Tout cela nous ramène au temps.
Cette denrée intangible et fugace. Cette invention humaine qui nous modèle du berceau à la tombe, ce passage qui nous morcèle. Car au travers de cette injonction à rester chez soi, il nous faut apprendre un nouveau temps. Il ne s’agit plus de courir d’une tâche à l’autre, il ne s’agit plus de ne pas arriver en retard, il ne s’agit plus de s’agiter. Pour ceux qui doivent rester chez eux, il s’agit d’orpailler, de tirer la quintessence de chaque activité, il s’agit de vivre là, maintenant, le simple, la rencontre répétée de l’autre.
Tisser la parole et tricoter les silence. Regarder la lumière danser au travers des fenêtres. Nous, voilà tous prisonniers d’un temps suspendu. Une parenthèse à géométrie inconnue. Nous avons beau faire des projets, nul ne sait quand ils pourront être réalisés. Cette plage de temps s’étire jusqu’à l’horizon et elle est vierge d’empreinte. Nous voilà, explorateur, découvreur, inventeur.

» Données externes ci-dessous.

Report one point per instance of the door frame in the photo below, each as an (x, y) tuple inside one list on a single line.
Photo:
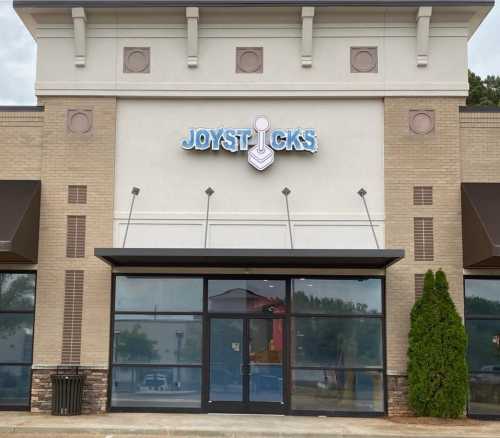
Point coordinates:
[(246, 406)]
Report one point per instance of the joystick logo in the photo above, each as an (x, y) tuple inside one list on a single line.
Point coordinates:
[(260, 143)]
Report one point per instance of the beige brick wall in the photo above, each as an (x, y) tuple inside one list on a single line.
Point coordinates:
[(75, 159), (413, 160), (480, 146), (20, 144)]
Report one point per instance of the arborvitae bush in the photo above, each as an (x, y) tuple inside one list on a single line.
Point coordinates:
[(437, 367)]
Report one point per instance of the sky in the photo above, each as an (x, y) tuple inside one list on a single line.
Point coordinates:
[(18, 54)]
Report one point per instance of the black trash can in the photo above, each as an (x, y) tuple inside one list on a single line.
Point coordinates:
[(67, 392)]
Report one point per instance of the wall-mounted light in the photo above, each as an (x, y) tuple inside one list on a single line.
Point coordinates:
[(286, 192), (135, 192), (209, 192), (362, 193)]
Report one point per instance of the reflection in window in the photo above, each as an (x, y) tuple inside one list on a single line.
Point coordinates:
[(158, 294), (337, 342), (337, 296), (484, 345), (170, 344), (14, 385), (17, 291), (484, 394), (337, 327), (482, 297), (162, 387), (337, 390), (17, 298), (157, 339), (482, 322), (247, 296), (16, 337)]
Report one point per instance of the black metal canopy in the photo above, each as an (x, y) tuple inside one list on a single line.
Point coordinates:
[(481, 225), (164, 3), (251, 258), (19, 220)]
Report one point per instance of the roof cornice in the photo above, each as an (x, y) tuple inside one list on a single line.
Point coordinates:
[(183, 3)]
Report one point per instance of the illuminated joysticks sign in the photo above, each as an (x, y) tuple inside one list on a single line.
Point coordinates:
[(261, 152)]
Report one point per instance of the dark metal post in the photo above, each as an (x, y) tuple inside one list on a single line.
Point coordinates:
[(286, 191), (135, 192), (209, 191), (362, 192)]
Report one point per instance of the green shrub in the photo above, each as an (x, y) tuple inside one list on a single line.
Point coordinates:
[(437, 367)]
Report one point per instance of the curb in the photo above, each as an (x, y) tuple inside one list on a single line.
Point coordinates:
[(219, 433)]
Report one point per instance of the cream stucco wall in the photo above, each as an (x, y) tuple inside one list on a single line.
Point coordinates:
[(278, 30), (248, 209)]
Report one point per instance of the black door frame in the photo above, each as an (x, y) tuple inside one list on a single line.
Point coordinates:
[(246, 405)]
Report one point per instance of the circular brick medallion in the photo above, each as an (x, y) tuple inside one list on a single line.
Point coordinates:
[(249, 61), (421, 122), (137, 61), (363, 61), (79, 122)]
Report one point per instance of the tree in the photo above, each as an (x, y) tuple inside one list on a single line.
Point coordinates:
[(483, 92), (437, 368)]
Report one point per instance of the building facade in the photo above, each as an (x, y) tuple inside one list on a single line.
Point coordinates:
[(230, 208)]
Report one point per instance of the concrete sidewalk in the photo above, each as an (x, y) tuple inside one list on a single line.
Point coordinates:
[(242, 426)]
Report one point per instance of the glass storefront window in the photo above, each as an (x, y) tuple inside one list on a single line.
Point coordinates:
[(16, 337), (158, 294), (337, 296), (17, 291), (330, 390), (333, 331), (484, 394), (171, 342), (482, 297), (17, 300), (247, 296), (337, 345), (337, 342), (15, 383), (484, 345), (482, 322), (156, 387), (172, 339)]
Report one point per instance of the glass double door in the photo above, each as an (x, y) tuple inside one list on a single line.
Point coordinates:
[(246, 372)]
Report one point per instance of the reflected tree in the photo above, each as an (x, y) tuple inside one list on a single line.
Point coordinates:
[(135, 346), (16, 293)]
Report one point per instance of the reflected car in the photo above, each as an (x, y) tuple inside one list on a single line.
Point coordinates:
[(154, 382)]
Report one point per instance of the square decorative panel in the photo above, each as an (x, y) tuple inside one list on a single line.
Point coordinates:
[(423, 230), (422, 195), (136, 60), (364, 60), (79, 121), (77, 194), (249, 59), (419, 285), (422, 121)]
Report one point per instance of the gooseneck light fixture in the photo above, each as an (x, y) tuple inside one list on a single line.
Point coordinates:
[(362, 193), (209, 192), (135, 192), (286, 191)]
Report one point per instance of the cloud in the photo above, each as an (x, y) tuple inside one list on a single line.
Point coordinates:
[(17, 59), (18, 55), (484, 55)]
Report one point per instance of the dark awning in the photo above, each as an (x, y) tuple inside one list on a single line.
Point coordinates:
[(251, 258), (481, 225), (19, 221)]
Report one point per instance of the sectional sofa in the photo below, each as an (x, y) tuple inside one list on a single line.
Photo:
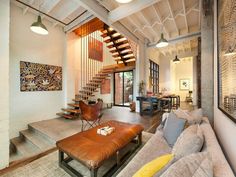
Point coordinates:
[(158, 146)]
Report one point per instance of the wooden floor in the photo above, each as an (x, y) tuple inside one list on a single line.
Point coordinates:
[(49, 131)]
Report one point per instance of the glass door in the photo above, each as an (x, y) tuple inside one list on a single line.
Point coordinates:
[(123, 88)]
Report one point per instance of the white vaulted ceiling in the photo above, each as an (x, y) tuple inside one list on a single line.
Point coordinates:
[(68, 12), (174, 18), (179, 20)]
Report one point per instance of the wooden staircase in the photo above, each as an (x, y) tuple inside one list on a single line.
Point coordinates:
[(122, 52), (86, 93), (118, 45)]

J’imagine d’aucun poussant les aiguilles d’une horloge hors norme, tandis que d’autres retrouve l’émotion muette des enfants face à l’éternité des vacances d’été. Le temps retrouve tout son élasticité, il s’écoule parfois à la vitesse d’un torrent en furie, alors qu’il s’étire ailleurs, miel ou magma lent. Sommes-nous tous surpris d’être rester une heure prisonnier de la toile, alors que les secondes s’éternise quand il s’agit de faire un exercice fastidieux. Jouer alors avec la verve de l’enfance, croire à ses propres histoires, danser sur un fil tendu au-dessus de l’abime, les cheveux fous et les yeux mi-clos. Enfourcher d’un seul élan, la cavale de l’instant et traverser l’éther dans un galop fracassant, jouer à être perdu ou trouvé, jouer les héros ou les bandits, travestir le temps en un ailleurs merveilleux, un maintenant infini. Le présent du présent.